To clarify: you don't want equal outer widths, you want equal content widths (after removing the left/right edge padding)? You already have equal widths, but removing the edge padding means the first and last element have extra space for their content.
The math is more complex for this, because you actually need to break your grid slightly to achieve the right look.
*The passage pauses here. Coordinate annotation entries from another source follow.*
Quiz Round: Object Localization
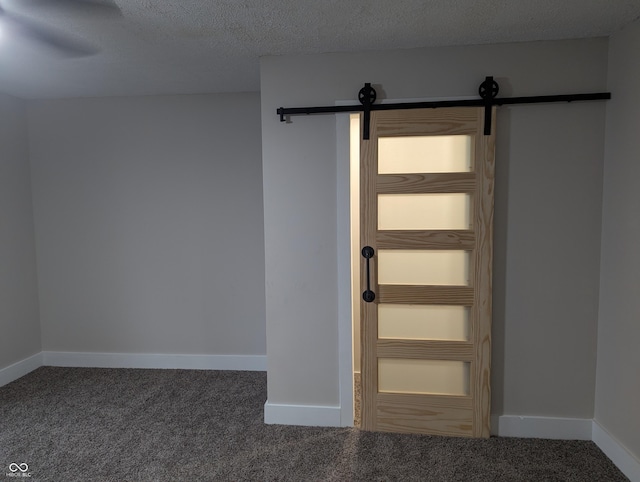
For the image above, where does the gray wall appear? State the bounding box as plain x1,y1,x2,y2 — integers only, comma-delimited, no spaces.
261,39,608,418
595,21,640,460
0,94,41,368
28,93,265,355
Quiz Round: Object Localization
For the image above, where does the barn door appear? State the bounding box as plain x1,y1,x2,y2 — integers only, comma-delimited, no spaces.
360,107,495,437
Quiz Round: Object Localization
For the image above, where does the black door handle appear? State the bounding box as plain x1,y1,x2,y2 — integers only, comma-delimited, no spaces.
362,246,376,303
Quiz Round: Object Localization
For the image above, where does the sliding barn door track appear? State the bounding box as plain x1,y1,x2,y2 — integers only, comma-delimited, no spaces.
277,77,611,140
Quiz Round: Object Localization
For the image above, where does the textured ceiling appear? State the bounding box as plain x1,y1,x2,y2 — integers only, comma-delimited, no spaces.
0,0,640,98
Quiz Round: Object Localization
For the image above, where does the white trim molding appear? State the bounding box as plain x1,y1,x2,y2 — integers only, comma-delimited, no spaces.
264,400,340,427
42,351,267,371
0,352,42,387
491,415,593,440
592,420,640,482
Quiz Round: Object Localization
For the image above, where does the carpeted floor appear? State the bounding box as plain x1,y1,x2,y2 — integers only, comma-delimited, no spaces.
0,367,627,482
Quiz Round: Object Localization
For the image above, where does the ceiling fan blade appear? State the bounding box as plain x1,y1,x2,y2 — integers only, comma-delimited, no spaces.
0,10,100,57
20,0,123,17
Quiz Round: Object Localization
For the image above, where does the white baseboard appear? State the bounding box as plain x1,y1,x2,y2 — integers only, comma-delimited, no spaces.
491,415,593,440
0,352,42,387
264,400,340,427
42,351,267,371
592,420,640,482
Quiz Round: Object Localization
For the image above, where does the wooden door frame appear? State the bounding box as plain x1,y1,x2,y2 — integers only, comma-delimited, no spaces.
336,96,495,427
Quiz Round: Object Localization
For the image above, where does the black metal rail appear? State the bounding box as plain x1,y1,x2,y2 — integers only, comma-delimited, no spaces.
277,77,611,140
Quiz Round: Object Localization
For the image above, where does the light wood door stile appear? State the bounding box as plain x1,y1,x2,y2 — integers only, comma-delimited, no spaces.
360,107,495,437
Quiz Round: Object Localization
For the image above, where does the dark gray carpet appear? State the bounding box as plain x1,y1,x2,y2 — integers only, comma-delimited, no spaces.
0,367,627,482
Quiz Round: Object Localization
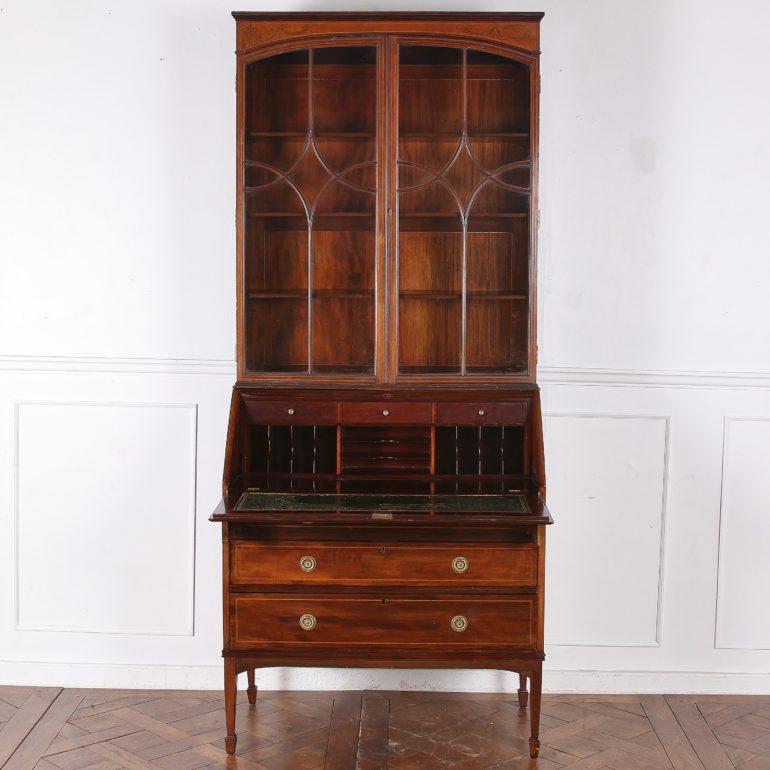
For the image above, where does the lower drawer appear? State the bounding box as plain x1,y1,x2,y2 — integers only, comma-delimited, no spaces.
230,594,537,650
230,540,538,587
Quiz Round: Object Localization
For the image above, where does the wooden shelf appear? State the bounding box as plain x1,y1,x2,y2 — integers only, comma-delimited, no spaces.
399,290,527,302
246,289,374,301
398,131,529,142
246,131,377,140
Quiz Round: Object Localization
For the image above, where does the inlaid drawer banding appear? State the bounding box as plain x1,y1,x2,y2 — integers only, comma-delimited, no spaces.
230,540,538,588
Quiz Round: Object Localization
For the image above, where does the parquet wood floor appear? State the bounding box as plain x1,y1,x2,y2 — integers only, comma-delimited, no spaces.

I think this will get you close:
li {
@include box-sizing(border-box);
border-right: 1px solid black;
&:first-child {
$span: span(2 of 6) - (gutter(6)/3);
@include span($span of 6 no-gutters);
padding-right: gutter(6);
}
&:nth-child(2) {
$span: span(2 of 6) + (gutter(6)*2/3);
@include span($span of 6);
}
&:last-child {
$span: span(2 of 6) - (gutter(6)/3);
@include span($span of 6 last no-gutters);
border: 0;
padding-left: gutter(6);
}
}
I'm using the span()
and gutter()
functions to calculate the exact widths you need (removing some gutter width from the outer elements, and adding that width to the inner), and then passing the result to the span
mixin, which creates your layout.
UPDATE (for larger gutters):
I'm not entirely sure what you have tried already, but this should do it:
@include with-layout((gutters: 20px / $c-width)) {
// your code here...
}
You can replace the 20px / $c-width
with whatever fraction you like. The larger the fraction, the larger your gutters.